Да, терпко-горьковатый вкус тоски с печалью вместе взятый порою отрезвляет лучше, чем за грехи мирские страшная расплата. Мы разлетелись вдаль по разным полюсам, теперь отныне я одна, а он себе хозяин сам. Но время катится вперед неумолимо, неизбежно, и я цвету совсем как прежде, пока душа моя цветет.

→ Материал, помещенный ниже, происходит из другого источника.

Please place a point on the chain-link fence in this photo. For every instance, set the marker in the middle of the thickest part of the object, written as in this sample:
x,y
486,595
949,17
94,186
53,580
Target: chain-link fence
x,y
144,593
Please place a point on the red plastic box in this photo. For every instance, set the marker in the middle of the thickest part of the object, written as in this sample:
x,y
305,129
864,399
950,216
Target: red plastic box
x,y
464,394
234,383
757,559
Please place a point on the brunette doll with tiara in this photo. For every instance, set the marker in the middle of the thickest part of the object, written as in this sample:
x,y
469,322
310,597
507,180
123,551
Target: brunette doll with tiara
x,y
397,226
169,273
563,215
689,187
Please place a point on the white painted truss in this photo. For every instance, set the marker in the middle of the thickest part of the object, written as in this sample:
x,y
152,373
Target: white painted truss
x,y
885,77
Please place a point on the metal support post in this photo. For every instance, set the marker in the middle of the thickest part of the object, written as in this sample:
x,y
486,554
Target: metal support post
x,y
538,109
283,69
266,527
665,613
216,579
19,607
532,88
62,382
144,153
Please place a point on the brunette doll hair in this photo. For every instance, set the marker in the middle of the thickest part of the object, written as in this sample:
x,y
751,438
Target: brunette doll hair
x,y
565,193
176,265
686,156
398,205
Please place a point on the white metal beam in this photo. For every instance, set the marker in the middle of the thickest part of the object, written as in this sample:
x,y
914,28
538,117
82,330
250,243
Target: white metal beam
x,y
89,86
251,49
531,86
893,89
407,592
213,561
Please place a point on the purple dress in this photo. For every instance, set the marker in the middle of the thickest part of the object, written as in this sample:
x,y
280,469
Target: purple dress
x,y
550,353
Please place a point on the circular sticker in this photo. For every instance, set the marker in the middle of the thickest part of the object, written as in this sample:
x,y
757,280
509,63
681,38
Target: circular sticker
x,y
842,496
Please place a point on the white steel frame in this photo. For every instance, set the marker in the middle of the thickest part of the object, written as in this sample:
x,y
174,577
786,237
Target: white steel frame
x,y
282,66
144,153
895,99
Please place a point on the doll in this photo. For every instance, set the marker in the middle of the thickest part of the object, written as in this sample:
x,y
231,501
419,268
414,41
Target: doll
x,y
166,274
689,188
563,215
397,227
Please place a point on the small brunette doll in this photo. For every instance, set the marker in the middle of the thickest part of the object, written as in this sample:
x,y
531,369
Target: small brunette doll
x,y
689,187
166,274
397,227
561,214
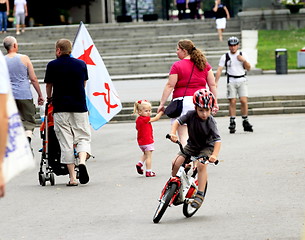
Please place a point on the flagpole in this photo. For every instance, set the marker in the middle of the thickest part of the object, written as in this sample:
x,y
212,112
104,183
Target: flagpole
x,y
80,24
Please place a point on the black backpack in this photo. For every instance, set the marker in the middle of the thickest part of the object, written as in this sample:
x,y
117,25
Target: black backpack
x,y
226,65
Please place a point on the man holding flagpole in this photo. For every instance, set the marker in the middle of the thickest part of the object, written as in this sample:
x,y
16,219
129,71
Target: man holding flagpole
x,y
103,101
65,80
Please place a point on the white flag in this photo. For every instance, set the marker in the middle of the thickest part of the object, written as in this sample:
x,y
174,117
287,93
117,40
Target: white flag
x,y
102,99
18,155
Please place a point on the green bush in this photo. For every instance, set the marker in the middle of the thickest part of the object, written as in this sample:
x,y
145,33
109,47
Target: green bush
x,y
269,40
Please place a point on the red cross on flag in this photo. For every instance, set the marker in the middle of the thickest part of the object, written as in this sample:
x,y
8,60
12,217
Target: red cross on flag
x,y
102,99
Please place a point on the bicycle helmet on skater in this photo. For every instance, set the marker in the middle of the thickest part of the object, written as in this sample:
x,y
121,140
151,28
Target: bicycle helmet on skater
x,y
204,98
232,41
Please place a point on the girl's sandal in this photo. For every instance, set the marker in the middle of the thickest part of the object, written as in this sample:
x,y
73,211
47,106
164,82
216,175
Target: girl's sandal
x,y
198,200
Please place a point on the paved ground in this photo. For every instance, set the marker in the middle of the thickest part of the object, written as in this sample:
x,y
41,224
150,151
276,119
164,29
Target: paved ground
x,y
256,193
259,85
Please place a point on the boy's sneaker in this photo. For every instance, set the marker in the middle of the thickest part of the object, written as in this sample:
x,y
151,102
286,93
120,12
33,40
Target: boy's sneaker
x,y
139,168
232,127
150,174
247,126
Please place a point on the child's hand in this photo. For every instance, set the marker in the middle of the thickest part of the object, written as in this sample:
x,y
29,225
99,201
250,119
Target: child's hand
x,y
212,158
173,138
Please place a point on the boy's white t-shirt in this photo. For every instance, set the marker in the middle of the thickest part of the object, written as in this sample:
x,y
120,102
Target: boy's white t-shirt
x,y
4,77
236,69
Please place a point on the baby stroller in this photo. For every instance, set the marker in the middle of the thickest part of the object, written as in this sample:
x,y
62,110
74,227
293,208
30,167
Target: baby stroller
x,y
50,152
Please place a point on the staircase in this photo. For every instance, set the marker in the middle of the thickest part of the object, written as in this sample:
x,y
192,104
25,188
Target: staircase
x,y
128,49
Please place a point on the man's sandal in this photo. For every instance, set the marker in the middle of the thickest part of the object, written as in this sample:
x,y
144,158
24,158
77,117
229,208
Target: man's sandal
x,y
198,200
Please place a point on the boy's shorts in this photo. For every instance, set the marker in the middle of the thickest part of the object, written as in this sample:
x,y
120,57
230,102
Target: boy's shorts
x,y
235,89
148,147
221,23
194,152
188,105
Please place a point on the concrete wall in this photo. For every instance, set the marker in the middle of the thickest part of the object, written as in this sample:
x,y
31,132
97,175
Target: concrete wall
x,y
100,12
280,19
257,4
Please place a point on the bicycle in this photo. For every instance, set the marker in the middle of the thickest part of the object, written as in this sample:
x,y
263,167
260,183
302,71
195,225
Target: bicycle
x,y
182,188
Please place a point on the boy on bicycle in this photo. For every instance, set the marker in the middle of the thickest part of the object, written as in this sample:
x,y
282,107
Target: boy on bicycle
x,y
203,138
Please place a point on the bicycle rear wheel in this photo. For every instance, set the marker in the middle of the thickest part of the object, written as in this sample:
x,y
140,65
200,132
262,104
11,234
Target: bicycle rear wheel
x,y
164,202
188,210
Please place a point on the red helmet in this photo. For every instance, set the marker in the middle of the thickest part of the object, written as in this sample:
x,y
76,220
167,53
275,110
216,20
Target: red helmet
x,y
204,98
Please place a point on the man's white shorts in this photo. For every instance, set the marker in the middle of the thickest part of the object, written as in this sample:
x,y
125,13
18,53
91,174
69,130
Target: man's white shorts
x,y
221,23
72,129
235,89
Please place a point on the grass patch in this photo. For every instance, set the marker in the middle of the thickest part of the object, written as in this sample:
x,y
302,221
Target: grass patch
x,y
269,40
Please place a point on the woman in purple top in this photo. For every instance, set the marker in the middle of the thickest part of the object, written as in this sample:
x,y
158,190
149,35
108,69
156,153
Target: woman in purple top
x,y
192,64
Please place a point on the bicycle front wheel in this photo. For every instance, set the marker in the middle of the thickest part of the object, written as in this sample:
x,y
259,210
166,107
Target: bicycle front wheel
x,y
188,210
164,202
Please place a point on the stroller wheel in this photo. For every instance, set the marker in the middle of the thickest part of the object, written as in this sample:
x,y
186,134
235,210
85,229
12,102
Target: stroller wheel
x,y
42,179
52,179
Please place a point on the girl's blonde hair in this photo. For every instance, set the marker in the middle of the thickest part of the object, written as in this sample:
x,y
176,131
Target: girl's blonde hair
x,y
139,105
197,55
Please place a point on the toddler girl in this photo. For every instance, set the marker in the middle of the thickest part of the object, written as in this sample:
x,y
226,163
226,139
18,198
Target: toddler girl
x,y
145,134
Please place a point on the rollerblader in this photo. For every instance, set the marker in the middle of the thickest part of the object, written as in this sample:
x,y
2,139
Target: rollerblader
x,y
236,63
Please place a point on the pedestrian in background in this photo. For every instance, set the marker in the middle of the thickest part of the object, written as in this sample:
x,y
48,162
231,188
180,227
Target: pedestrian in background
x,y
20,12
4,12
65,80
145,136
4,89
194,6
236,63
21,70
222,14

Ты был мне другом, жил неподалеку, порою чем-то удивлял и радовал приятно, но страсть меж нами коротка была и непонятна, созрев лишь к двадцати пяти годам. Я одинока и мила, а ты суров и безразличен, но та тончайшая стрела, что прямо в сердце острием вонзилась, оставила в душе ужасный след, который вот уж тридцать лет дает мне знать о том, что все еще жива.

Твой ясный взор, твоя улыбка – лучезарна, искрящаяся сотней тысяч страз, морщинки возле самых глаз... Должно быть, жуткая ошибка все то, что нас тогда связало, а мне подчас ужасно мало невидимых воздушных фраз, что невесомо и легко слетают с бледно-алых губ.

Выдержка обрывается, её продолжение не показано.